The simulations resolve the mechanistic controversy by showing that the quintet state formation proceeds predominantly via sequential ¹,³MLCT→³MC→⁵MC pathways with branching through ³T₂g and ³T₁g components, rather than a direct ³MLCT→⁵MC transition. The non-exponential quintet population growth and coherent Fe–N breathing oscillations arise from nuclear wavepacket motion on steep ³MC surfaces, which rapidly drives the system to ³MC–⁵MC intersections enabling efficient ISC; concomitantly, this motion removes the system from regions where a ³MLCT→⁵MC transition could occur, suppressing the direct pathway. The observed ~50 fs ¹→³ MLCT ISC, sub-ps quintet formation (~500 fs), and coherent oscillations (~300 fs period) align with time-resolved X-ray emission and scattering observations on related Fe(II) polypyridines, providing a unified explanation for experimental signatures previously attributed to competing mechanisms. The results highlight the necessity of explicit multidimensional spin-vibronic dynamics to capture branching, coherence, and non-exponential kinetics in transition-metal photophysics, and they help settle a decade-long debate about the photoswitching mechanism in Fe(II) polypyridyl complexes.

Full-dimensional spin-vibronic TSH simulations of [Fe(terpy)₂]²⁺ establish a branching sequential mechanism for low-spin to high-spin photoswitching: a dominant ³MLCT→³MC(³T₂g)→³MC(³T₁g)→⁵MC path with a minor ³MLCT→³MC(³T₂g)→⁵MC component.
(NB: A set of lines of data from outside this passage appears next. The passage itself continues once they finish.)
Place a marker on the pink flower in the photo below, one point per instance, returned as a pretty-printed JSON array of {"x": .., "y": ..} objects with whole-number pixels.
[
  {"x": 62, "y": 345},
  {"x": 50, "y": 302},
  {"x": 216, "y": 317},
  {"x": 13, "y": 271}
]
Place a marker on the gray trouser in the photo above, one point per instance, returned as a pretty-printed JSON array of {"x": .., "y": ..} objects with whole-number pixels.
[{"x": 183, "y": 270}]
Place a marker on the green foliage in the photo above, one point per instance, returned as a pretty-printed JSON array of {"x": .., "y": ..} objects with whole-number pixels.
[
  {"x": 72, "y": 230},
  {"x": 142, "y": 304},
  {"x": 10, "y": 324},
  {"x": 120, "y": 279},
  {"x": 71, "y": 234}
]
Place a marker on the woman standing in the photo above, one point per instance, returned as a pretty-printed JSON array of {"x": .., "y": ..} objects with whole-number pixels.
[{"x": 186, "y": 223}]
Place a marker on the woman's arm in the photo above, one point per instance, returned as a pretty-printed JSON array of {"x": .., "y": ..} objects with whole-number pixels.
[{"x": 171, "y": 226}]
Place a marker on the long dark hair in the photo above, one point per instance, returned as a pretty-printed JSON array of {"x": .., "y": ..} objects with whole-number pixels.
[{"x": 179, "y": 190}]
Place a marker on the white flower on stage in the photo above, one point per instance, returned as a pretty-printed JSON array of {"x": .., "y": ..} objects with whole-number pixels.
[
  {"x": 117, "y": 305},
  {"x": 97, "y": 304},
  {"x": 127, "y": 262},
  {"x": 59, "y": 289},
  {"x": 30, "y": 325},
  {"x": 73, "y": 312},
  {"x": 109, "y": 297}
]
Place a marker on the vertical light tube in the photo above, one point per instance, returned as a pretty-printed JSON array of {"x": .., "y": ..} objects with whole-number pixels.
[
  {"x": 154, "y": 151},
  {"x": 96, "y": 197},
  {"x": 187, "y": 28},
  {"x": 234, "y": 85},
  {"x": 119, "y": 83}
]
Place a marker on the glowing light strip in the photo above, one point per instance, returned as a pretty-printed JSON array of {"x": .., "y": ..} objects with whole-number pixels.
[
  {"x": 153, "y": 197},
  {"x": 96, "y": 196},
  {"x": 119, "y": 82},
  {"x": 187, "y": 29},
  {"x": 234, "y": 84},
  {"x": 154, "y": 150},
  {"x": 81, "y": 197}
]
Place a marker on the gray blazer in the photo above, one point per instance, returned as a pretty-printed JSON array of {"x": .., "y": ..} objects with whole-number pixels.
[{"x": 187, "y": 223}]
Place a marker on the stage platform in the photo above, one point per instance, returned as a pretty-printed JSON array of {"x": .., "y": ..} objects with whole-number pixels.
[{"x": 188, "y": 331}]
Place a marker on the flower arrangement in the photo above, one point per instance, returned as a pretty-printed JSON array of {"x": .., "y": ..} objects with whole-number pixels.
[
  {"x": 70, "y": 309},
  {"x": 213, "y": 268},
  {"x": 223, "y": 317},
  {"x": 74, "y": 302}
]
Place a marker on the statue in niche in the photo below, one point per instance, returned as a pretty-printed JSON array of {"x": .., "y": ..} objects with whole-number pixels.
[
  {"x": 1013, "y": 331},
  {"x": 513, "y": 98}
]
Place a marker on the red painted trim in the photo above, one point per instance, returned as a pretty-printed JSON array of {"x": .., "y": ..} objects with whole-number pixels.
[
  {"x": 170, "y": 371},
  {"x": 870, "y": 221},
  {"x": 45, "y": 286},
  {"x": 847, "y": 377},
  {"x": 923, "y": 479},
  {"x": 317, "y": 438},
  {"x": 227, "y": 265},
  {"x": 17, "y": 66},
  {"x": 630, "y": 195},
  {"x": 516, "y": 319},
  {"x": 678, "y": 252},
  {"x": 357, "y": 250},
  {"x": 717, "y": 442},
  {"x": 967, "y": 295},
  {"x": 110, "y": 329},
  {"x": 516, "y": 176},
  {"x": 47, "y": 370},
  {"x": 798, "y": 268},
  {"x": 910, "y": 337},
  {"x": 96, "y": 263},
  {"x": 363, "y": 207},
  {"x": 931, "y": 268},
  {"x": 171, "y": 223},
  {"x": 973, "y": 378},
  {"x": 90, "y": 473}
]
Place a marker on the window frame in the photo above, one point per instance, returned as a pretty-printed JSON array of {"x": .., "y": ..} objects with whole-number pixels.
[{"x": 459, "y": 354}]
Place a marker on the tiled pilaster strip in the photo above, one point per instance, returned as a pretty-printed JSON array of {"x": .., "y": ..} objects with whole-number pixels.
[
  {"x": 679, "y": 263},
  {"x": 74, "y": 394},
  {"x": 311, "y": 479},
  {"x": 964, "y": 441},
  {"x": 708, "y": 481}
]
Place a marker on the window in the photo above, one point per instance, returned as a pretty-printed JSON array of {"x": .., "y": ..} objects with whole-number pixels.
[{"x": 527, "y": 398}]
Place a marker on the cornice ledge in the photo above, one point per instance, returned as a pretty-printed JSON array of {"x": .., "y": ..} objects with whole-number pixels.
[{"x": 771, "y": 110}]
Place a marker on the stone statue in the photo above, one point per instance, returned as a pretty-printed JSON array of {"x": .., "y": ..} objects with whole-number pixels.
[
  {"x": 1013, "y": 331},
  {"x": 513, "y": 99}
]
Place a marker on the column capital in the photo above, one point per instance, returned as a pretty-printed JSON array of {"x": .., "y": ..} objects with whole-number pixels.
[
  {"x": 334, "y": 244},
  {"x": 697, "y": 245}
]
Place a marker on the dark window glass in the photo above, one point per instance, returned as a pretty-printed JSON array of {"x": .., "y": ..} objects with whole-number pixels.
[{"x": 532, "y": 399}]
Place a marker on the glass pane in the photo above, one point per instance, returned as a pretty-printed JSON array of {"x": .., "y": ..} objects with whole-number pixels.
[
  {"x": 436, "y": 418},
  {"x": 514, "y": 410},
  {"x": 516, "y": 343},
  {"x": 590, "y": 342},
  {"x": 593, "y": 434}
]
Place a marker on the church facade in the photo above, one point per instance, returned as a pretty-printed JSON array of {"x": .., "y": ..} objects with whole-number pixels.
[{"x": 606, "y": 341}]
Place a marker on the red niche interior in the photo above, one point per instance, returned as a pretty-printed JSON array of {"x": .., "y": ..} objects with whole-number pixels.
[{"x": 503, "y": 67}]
The quintet population builds on sub-picosecond timescales with non-exponential behavior and coherent Fe–N breathing oscillations. Direct ³MLCT→⁵MC transitions are negligible in the presence of ³MC states. These insights reconcile ultrafast experimental observations and demonstrate the power of explicit dynamics frameworks. Future work could incorporate solvent interactions to capture vibrational cooling and decoherence, extend to other ligand environments, and explore control of branching via ligand design or tailored excitation conditions.

The simulations do not include explicit solvent or vibrational cooling, leading to an absence of damping of coherent oscillations; experimentally, decoherence limits the observable population oscillations to the first cycle. This simplified environment does not affect the primary sub-ps low-spin to high-spin conversion mechanism but influences coherence decay. Other potential limitations include the hybrid TD-DFT/MS-CASPT2 approach and LVC model approximations, though benchmarking indicates reasonable excited-state energetics.